Learning Objectives

After completing this lesson, you’ll be able to:

Resources

Introduction

At a basic level, the SchemaScanner is fairly simple to operate. However, more complex scenarios revolve around how the different parameters are used and the exact values of incoming data.

The Missing/Null/Empty Attributes parameter controls the schema when incoming data without values:

Missing/Null/Empty Attributes parameter

However, this only applies to data where the entire dataset is without a particular attribute value. In this dataset, for example, every value for MarketType is null. MergedAddress also has null values, but not for every record:

Attributes without some values or all values

Given the above parameters, the output schema will not contain the MarketType field because it has no values:

Attribute without any values removed from schema feature

However, MergedAddress is included because some records still do have values.

Now, say, for example, that we wanted to include MarketType in the output even though there are no values. There are two alternatives to the Ignore option:

Other options for Missing/Null/Empty Attributes

Because there are no data values, the SchemaScanner cannot scan the data to guess the data type. Instead, it can either use a default data type (a varchar of unknown length) or trace back through the workspace to find any clues to the data type.

In this case, the reader feature type has that information:

SchemaScannerB5.png

…so the SchemaScanner will use that and create an output schema where MarketType = varchar(21).

Exercise

This exercise aims to add more data to the previous exercise's output by merging different source data sets.

1. Open Workspace

Continue with the workspace from the previous exercise or open the starting workspace in FME Workbench (2022.1 or later). Now let's add the Vancouver Farmers Market CSV dataset (or C:\FMEData\Resources\DynamicWorkflows\Data\Vancouver Farmers Markets.csv), keeping the existing Cedar Cottage data. You can do this in one of two ways:

1a. Add a New CSV Reader.

Either use Reader > Add Reader from the menu bar or drag/drop the CSV file into the workspace canvas. Connect the new feature type to the AttributeManager input port.

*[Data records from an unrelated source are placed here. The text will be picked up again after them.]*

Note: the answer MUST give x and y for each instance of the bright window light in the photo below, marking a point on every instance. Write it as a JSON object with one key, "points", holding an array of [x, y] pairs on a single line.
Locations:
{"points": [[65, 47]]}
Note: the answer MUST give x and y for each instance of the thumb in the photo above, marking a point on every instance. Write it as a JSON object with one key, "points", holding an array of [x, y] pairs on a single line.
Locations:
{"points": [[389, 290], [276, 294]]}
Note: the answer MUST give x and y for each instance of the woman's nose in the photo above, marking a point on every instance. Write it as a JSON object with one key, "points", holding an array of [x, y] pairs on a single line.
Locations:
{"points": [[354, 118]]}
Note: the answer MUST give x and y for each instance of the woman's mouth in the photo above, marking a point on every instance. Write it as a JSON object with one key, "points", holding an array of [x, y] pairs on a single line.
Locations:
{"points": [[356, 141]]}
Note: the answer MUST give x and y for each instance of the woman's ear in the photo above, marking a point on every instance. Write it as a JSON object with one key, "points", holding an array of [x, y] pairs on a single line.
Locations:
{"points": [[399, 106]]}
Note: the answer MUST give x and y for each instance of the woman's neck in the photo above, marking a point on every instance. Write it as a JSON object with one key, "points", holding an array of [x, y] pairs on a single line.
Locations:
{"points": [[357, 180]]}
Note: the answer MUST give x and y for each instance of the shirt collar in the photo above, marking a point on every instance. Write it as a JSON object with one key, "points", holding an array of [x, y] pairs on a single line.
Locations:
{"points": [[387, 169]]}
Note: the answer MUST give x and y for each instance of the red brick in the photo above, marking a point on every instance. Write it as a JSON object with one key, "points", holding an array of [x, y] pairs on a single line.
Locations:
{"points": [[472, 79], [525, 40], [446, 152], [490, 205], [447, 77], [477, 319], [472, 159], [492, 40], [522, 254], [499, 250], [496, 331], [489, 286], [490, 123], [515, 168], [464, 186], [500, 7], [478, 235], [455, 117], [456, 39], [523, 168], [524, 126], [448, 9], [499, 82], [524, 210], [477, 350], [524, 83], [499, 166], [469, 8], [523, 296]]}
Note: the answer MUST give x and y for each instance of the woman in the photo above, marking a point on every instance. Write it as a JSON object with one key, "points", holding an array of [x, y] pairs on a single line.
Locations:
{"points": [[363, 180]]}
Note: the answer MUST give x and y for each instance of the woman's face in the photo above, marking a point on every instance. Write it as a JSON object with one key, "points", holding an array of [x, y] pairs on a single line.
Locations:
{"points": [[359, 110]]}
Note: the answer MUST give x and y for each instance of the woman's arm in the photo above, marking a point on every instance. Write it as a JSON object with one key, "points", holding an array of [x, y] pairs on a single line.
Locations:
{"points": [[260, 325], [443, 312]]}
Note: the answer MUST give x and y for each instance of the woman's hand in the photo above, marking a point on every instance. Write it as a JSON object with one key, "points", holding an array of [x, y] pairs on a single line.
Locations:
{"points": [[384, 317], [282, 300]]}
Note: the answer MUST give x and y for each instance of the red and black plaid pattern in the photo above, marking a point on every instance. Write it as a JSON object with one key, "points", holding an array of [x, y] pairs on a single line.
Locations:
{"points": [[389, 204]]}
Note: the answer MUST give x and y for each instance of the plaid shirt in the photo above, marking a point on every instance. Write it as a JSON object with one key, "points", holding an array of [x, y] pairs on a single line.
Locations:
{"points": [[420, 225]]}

1b. Edit the Existing CSV Reader

In the Navigator window, double-click the Source CSV parameter for the existing CSV Reader. When it opens, click the drop-down arrow and choose Select Multiple Folders/Files:

SchemaScannerB11.png

Click Add Files in the dialog and choose the Vancouver Farmers Market CSV file. Because the existing reader is dynamic, you won’t have to add a new feature type.

2. Run Workspace

Run the workspace and inspect the output. You’ll notice that the Vancouver Farmers Market data has no values for MarketType, so their values are Null. Also, notice that the data has an extra field called Offerings, which Cedar Cottage is missing:

Market Type is null or Offerings is null

FME wrote these attributes to the output CSV, even though some features were missing values. That’s because the SchemaScanner creates an inclusive schema, i.e., if only one feature possesses an attribute, it will be included in the output.

3. Create Different Outputs for Each Day

Now let’s create a different file for each day of the week, i.e., we wish to divide food markets into different outputs depending on which day they take place.

Open the parameters dialog for the writer feature type.

Change the CSV File Name parameter from fme_feature_type to the Day attribute by clicking the drop-down arrow. 

Setting CSV File Name to Day

Re-run the workspace and inspect the outputs.

In the Saturday and Sunday files, some fields have null values, but the fields still exist because not every record is null:

Missing values - Saturday Offerings

In the Wednesday and Thursday files, some fields are entirely null. However, the fields still exist because there is only one output schema, and every output dataset uses it.

Entirely null value for Offerings on Wednesdays

Let’s see how we could give each output a different schema.

4. Update SchemaScanner to Group Features

View the SchemaScanner parameters. Enable Group Processing, and under Group By, choose the Day attribute.

SchemaScanner with a Group By on Day

Re-run the workspace. Notice that there are now four schema features, one per day of the week:

Four schema features

Notice that fme_feature_type_name - the attribute that sets the schema's name - defines the difference between each feature.

Inspect the output. If a dataset was missing an entire attribute, such as Wednesday missing Offerings, then that attribute is now absent in the output. Each dataset has its own schema, and the SchemaScanner is set to Ignore Empty Attributes. For example, your Wednesday CSV should look like this:

Wednesday CSV doesn't have Offerings attribute because it has no values

5. Output Individual Schemas

Finally, let’s say we wanted to give each output its own schema, but we didn’t want empty attributes to be ignored. How would we do that?

View the SchemaScanner parameters again. Change the Empty Attributes parameter from “Ignore” to “Interpret Upstream Schema (Advanced).” Now FME will include those attributes, obtaining the information to create the schema from wherever it can find that upstream in the workspace.

Once again, run the workspace and inspect the Schema features, particularly the one for Thursday markets.

MarketType included with a derived type

Previously the Thursday market did not have a MarketType attribute in its schema. Now it does, even though all of the values are empty. The type is fme_varchar(21) because FME could determine that from the reader schema.